Bitcoin crash not the only issue for investors
Futures exchanges saw a change of electronically triggered liquidations of leveraged positions, increasing pressure on prices

While the coronavirus continues to impact stocks, oil, bonds and global economies, bitcoin crashed to its worst day in seven years. However, plummeting prices weren’t the only problem for investors.
Futures exchanges saw a change of electronically-triggered liquidations of leveraged positions, increasing pressure on prices.

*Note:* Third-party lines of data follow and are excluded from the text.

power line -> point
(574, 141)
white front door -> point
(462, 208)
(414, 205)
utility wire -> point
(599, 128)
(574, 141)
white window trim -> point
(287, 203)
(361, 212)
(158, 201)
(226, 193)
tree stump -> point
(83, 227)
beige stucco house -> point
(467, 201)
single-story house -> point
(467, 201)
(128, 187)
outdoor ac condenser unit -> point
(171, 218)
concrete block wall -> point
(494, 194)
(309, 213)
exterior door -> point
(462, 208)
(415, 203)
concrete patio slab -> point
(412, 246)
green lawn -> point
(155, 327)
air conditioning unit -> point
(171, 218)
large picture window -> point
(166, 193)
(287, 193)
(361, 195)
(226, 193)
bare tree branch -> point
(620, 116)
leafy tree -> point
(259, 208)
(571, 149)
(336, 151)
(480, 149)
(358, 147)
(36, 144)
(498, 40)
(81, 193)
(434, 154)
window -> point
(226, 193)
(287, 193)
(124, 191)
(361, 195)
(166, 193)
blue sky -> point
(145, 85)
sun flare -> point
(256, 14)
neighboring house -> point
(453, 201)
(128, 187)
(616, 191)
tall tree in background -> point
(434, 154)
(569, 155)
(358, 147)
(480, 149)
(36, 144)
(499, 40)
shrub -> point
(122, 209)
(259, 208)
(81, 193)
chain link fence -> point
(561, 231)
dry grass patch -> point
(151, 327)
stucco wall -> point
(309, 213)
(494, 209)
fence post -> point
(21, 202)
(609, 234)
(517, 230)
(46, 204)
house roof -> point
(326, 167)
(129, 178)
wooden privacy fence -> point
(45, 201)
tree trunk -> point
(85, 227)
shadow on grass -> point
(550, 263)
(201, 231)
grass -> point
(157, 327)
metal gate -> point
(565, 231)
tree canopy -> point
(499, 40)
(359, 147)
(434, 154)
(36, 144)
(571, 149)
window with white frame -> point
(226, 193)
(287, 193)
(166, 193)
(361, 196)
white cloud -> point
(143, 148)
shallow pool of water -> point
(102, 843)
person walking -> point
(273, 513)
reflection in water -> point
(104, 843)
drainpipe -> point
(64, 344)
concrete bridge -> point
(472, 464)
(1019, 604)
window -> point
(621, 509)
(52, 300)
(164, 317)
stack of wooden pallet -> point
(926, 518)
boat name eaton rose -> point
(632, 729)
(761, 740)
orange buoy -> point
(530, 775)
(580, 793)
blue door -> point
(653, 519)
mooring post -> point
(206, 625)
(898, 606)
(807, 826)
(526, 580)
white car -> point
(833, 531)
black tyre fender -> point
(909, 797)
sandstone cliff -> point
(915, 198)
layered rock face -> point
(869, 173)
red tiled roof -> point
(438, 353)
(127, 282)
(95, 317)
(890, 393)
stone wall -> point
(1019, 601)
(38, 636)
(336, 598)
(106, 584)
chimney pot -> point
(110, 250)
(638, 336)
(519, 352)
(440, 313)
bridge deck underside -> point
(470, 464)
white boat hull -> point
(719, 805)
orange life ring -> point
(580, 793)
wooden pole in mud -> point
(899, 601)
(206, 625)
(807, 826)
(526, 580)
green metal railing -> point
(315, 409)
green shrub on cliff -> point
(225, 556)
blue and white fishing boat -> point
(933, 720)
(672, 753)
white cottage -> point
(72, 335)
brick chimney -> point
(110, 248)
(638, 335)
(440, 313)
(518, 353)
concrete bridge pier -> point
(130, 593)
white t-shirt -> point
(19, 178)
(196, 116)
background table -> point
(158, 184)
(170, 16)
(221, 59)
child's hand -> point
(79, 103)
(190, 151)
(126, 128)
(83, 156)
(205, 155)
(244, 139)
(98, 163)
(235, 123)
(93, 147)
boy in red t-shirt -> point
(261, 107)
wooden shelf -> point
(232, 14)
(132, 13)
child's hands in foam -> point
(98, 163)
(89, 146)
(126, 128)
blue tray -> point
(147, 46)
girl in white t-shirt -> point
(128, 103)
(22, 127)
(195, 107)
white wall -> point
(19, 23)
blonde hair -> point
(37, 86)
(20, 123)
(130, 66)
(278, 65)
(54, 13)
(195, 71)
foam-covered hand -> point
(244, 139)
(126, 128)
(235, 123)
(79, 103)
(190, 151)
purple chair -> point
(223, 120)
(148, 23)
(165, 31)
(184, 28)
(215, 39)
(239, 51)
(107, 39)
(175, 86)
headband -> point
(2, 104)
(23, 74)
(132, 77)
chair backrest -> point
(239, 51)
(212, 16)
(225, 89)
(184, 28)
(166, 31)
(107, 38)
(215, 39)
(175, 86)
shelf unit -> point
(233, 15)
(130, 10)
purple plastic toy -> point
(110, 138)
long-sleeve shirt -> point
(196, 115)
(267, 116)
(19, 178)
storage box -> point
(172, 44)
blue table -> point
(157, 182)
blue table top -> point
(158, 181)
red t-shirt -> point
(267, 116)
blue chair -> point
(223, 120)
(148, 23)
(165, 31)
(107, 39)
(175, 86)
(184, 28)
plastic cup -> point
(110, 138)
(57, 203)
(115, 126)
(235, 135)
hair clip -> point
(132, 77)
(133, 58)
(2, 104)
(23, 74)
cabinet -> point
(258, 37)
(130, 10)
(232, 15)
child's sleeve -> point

Spreads between exchanges jumped and at least two major exchanges went down, leaving investors locked out of the market for more than an hour.
On Thursday, March 12, Bitcoin prices fell nearly 40 per cent, the biggest one-day drop since spring 2013. On March 13, the cryptocurrency briefly dropped below $4,000, after starting the week above $9,000. It later recovered to roughly $5,400 as of the close of US markets.
The digital currency had been trading near the $10,000 level in mid-February.
Volatility raced to its highest in seven years, with volumes across major cryptocurrency exchanges soaring to $30.8bn on March 12-13, among the four highest two-day totals on record.
New York exchange Gemini said it fell offline for less than 90 minutes and Seychelles-based BitMEX went down twice, for a total of 45 minutes.
Gemini declined to detail the problem, or comment on whether it was caused or exacerbated by market moves.
BitMEX said its outages were due to denial-of-service cyberattacks that stopped messages from reaching its trading engines.
Last week also saw the world's second largest digital currency, Ethereum, fall 46 per cent while XRP lost nearly 40 per cent of its value.